- Born: Artem Emelianov 1987 (age 38–39)
- Occupation: Producer/DJ

= Mess Kid =

Artem Emelianov (born 1987), better known by his stage name Mess Kid, is a Latvian born producer and DJ raised in Detroit, Michigan. He is a frequent collaborator with the hip hop artist Le1f, and went on tour with him in 2013 after producing the popular track "Psy Lock." He is also involved in the fashion world, working with companies such as Alexander Wang, DKNY, Dior and Balenciaga. Mess Kid is currently based in Los Angeles. His first EP is scheduled for release in 2017.

== Biography ==
Mess Kid was born Artem Emelianov in Riga, Latvia, in 1987. His family moved to Detroit when he was six years old. When he turned 18 he moved to New York City and started DJing at clubs like 1Oak and Beatrice. Since then he has collaborated with Giorgio Moroder, M.I.A, IloveMakonnen, ASAP Ferg and, most notably Le1f, with whom he went on tour in 2013.
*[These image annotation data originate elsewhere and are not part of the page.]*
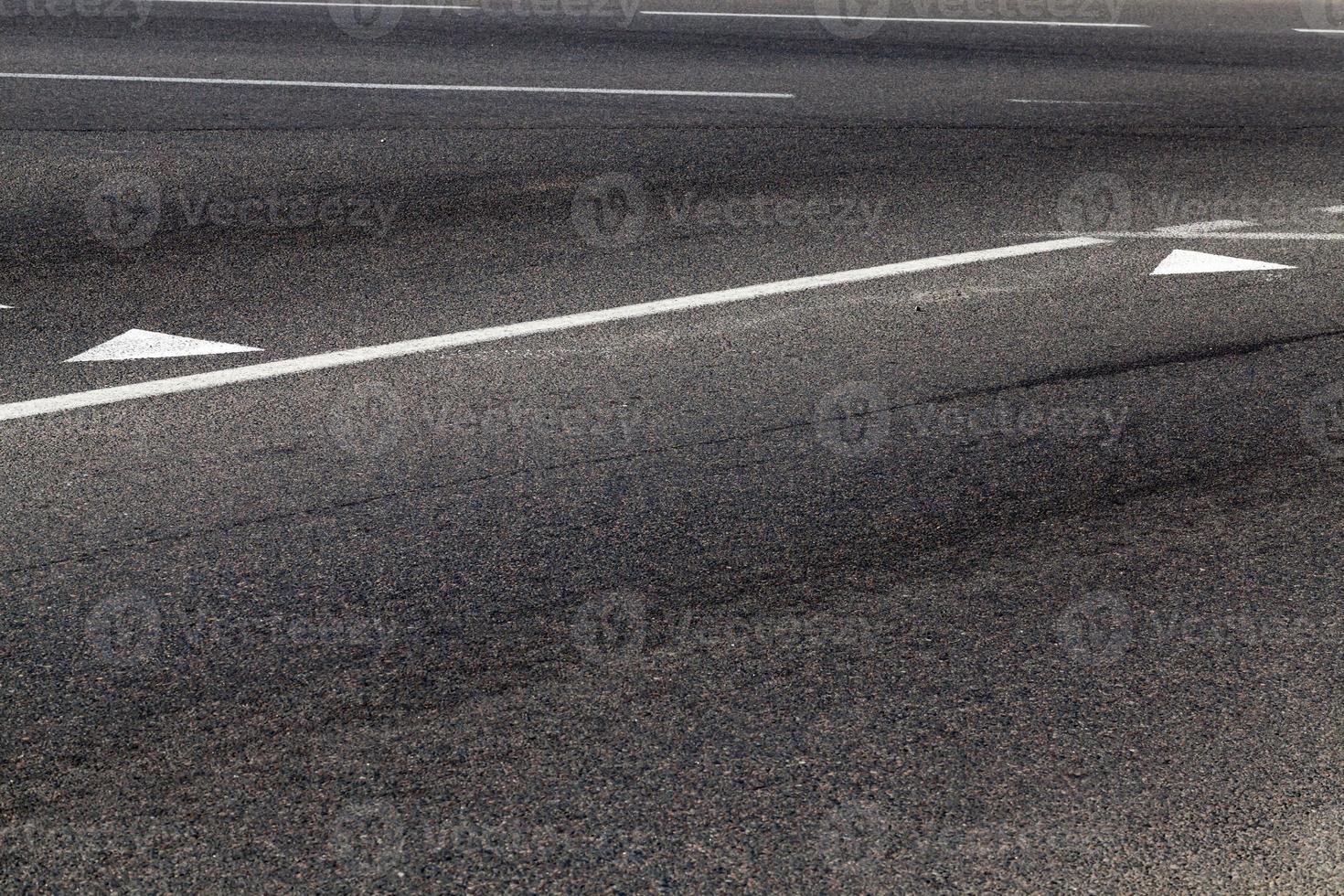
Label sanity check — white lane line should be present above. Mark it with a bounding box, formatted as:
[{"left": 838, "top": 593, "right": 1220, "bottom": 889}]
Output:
[
  {"left": 1008, "top": 100, "right": 1149, "bottom": 106},
  {"left": 128, "top": 0, "right": 481, "bottom": 12},
  {"left": 0, "top": 71, "right": 795, "bottom": 100},
  {"left": 1153, "top": 220, "right": 1255, "bottom": 237},
  {"left": 0, "top": 237, "right": 1109, "bottom": 421},
  {"left": 640, "top": 9, "right": 1152, "bottom": 28},
  {"left": 1044, "top": 229, "right": 1344, "bottom": 241}
]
The Fader has released several of his original songs and remixes, such as "Assembly Line" and the remix of Niia's "Bored To Death." He was recognized as a "Discovery DJ" by Interview magazine in 2013.

== Style and influences ==
His music takes inspiration from the underground electronic scene and incorporates some of Detroit’s ghetto-tech vibe.